Digital advertising across sectors is suffering from the uncertain, impact-filled effects of tariffs

Digital ad budgets are getting hit. Not across the board, but in key industries like automotive, the impact is hard and clear. The uncertainty around tariffs, especially those introduced in a stop-start fashion with global trading partners, has made it difficult for businesses to plan, let alone scale long-term campaigns. That chaos directly disrupts advertising models which rely on consistency and predictability.

In automotive, the effect is most visible. There was an early surge in ad spend right after the Trump administration’s tariff announcements. Companies scrambled, stockpiling inventory, trying to get ahead of expected cost hikes. But that momentum didn’t last. In the second half of the season, demand cooled rapidly. Oscar Orozco at eMarketer, who leads forecasting, noticed a sharp pivot in how auto companies are approaching advertising now, they’re doubling down on performance marketing. Basic goal: if you’re going to spend, you need to see measurable returns, now. Not in six months.

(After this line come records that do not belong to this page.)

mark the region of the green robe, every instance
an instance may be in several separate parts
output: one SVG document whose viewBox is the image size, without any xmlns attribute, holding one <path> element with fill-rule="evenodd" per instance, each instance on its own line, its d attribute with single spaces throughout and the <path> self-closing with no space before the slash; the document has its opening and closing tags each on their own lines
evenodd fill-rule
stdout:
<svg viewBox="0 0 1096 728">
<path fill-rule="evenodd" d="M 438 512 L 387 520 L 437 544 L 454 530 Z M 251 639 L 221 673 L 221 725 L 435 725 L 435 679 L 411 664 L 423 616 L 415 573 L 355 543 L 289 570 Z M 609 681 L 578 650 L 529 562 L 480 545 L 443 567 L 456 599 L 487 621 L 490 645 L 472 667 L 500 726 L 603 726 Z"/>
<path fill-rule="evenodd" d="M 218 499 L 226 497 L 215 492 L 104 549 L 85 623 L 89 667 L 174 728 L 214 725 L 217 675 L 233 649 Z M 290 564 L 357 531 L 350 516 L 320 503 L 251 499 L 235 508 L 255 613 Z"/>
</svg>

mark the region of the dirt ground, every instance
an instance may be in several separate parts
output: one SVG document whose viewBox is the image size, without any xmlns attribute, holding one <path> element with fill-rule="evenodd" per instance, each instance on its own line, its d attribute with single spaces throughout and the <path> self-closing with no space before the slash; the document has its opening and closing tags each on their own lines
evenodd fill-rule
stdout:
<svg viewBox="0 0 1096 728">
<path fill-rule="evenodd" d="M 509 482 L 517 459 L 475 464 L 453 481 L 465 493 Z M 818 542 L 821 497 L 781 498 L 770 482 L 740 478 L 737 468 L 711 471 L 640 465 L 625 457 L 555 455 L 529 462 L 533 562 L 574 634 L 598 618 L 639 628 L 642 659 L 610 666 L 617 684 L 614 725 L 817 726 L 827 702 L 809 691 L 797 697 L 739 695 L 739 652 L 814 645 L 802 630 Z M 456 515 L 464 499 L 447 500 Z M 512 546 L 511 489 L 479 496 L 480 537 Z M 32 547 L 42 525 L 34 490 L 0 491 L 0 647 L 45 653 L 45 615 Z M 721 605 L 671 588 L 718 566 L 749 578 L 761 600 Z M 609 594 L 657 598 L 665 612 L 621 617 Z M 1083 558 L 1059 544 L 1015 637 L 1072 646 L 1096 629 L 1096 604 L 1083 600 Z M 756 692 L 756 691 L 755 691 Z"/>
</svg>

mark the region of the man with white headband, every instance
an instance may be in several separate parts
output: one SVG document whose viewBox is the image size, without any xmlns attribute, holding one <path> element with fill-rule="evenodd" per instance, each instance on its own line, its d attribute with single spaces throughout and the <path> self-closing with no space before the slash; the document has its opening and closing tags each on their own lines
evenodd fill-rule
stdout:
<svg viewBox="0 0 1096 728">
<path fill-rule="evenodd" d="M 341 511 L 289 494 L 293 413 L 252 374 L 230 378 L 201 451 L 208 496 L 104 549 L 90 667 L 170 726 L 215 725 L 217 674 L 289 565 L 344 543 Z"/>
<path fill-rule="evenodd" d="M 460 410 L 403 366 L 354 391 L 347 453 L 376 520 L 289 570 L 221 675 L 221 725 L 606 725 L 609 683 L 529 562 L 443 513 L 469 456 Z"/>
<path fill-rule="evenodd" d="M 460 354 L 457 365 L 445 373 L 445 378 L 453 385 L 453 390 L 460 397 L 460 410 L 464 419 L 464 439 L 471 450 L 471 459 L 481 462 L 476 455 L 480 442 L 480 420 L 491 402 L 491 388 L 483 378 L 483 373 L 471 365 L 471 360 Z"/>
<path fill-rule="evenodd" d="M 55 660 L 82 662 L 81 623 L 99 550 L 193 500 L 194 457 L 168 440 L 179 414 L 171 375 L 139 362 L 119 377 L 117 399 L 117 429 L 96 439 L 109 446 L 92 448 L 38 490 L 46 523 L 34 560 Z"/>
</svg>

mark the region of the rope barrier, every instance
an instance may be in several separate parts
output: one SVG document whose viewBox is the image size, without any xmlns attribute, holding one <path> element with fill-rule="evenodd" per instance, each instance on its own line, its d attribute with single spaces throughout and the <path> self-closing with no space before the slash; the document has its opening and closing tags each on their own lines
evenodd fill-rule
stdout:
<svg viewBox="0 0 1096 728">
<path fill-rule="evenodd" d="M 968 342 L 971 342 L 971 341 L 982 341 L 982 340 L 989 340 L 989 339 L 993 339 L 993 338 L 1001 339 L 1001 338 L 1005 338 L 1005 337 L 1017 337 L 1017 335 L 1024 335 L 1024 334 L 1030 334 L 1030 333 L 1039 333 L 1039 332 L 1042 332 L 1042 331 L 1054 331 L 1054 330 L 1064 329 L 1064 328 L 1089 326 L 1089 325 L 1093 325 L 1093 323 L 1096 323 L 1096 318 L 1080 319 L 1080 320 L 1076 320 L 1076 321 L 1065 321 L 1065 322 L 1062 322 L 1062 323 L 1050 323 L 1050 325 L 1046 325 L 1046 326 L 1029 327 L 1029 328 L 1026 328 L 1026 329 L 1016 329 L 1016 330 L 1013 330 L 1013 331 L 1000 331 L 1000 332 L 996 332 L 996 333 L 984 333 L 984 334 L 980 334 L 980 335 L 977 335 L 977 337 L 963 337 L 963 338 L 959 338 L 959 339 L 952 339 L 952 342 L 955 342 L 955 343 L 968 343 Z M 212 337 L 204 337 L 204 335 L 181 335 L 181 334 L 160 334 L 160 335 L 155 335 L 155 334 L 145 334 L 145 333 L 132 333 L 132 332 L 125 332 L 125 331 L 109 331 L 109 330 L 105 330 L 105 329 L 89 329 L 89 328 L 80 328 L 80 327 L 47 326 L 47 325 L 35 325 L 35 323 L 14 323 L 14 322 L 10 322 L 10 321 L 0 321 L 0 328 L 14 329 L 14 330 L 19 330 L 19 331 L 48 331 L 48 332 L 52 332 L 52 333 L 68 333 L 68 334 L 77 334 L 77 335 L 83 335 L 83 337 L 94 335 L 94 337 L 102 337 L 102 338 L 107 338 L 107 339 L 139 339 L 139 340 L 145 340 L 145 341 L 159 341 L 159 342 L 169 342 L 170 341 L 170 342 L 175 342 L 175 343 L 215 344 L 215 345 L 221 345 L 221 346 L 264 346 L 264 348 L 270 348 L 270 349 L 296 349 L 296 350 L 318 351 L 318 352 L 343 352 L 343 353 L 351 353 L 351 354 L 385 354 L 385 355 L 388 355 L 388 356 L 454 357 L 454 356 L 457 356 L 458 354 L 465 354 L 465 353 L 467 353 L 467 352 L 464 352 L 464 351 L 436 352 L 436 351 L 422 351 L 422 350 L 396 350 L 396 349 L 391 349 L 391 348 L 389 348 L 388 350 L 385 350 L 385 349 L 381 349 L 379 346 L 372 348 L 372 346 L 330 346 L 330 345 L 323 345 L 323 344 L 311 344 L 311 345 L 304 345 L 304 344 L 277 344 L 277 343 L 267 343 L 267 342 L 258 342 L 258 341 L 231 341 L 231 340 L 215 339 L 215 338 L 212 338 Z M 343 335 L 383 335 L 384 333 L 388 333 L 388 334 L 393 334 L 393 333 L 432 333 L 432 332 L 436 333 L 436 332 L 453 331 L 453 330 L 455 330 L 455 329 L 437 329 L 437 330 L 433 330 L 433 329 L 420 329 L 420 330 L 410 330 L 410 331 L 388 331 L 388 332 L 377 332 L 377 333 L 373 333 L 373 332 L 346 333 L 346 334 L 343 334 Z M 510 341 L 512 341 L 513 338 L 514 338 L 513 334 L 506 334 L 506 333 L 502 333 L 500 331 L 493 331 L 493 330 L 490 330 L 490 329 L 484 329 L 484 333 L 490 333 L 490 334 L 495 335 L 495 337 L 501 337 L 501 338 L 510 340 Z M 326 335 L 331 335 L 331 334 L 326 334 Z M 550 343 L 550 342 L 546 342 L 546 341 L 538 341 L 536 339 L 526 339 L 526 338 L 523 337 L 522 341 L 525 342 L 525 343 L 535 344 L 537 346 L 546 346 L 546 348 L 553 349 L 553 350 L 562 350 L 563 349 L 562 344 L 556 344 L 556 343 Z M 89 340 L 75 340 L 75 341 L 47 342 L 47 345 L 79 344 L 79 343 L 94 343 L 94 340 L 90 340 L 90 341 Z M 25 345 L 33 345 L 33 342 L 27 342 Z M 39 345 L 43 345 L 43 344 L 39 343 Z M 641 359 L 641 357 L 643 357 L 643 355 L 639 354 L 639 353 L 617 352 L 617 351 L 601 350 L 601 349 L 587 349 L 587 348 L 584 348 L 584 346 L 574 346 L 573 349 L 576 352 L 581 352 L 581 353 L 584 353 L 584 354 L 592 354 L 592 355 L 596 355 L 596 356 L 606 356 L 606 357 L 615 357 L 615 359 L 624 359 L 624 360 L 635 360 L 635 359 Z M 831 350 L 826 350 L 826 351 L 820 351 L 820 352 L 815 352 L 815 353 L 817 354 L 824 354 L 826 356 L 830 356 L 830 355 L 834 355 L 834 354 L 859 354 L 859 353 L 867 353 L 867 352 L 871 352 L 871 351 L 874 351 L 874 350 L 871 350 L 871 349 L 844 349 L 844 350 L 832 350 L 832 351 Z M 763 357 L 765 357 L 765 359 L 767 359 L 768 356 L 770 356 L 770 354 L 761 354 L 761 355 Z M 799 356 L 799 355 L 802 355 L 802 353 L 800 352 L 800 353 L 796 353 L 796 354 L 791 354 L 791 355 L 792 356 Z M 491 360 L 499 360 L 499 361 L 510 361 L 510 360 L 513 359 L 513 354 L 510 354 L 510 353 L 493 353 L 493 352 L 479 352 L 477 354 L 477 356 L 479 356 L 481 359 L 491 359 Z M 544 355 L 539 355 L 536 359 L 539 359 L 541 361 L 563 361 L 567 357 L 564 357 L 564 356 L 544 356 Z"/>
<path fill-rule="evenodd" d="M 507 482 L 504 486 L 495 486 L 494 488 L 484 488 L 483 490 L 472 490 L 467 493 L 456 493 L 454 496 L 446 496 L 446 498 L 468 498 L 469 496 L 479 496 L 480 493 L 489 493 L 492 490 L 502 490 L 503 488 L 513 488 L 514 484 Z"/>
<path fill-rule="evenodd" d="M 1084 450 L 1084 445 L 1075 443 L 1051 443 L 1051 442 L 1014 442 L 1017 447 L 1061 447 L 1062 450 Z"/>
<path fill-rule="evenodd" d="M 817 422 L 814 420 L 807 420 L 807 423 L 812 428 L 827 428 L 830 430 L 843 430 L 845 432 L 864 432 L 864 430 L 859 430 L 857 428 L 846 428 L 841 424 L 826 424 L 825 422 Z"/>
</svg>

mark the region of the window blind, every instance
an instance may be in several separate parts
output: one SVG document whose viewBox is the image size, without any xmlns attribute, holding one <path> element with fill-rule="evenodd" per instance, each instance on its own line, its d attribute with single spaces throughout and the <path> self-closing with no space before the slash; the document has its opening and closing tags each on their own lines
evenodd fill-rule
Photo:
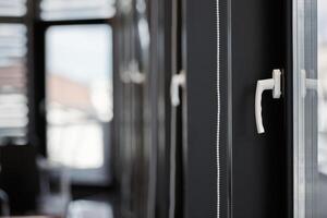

Performance marketing is efficient. It’s data-driven. You track what works. But it doesn’t build brand loyalty with the same lift as traditional campaigns. For the auto industry, that’s a trade-off. You protect short-term sales, but you risk hollowing out longer-term brand value. And that’s a warning for any executive in these sectors: if you’re only focused on last-click attribution, you’re missing the bigger game.

What businesses need now is control. Not just reacting to tariffs and cost pressures, but proactively adjusting strategy. Build for now, and for what’s next. The tools exist, but the mindset has to shift from linear planning to dynamic optimization.

Oscar Orozco nailed it in the report. We’re seeing abrupt directional changes in marketing, shaped not by consumer demand, but by geopolitical policy. That’s a signal. Leaders who adapt fast, who structure budgets around clarity, flexibility and verifiable ROI, will widen the gap between themselves and those playing catch-up.

Retail businesses are actively trimming large-scale campaigns

Retail ad strategy is shifting, aggressively. Executives are no longer spending on broad, untrackable campaigns. Tariffs have inflated costs across global supply chains, and consumers are reacting with hesitation. This impacts how retailers allocate their marketing dollars. They’re eliminating campaigns that don’t tie directly to short-term sales and are reinvesting in highly measurable, performance-driven channels.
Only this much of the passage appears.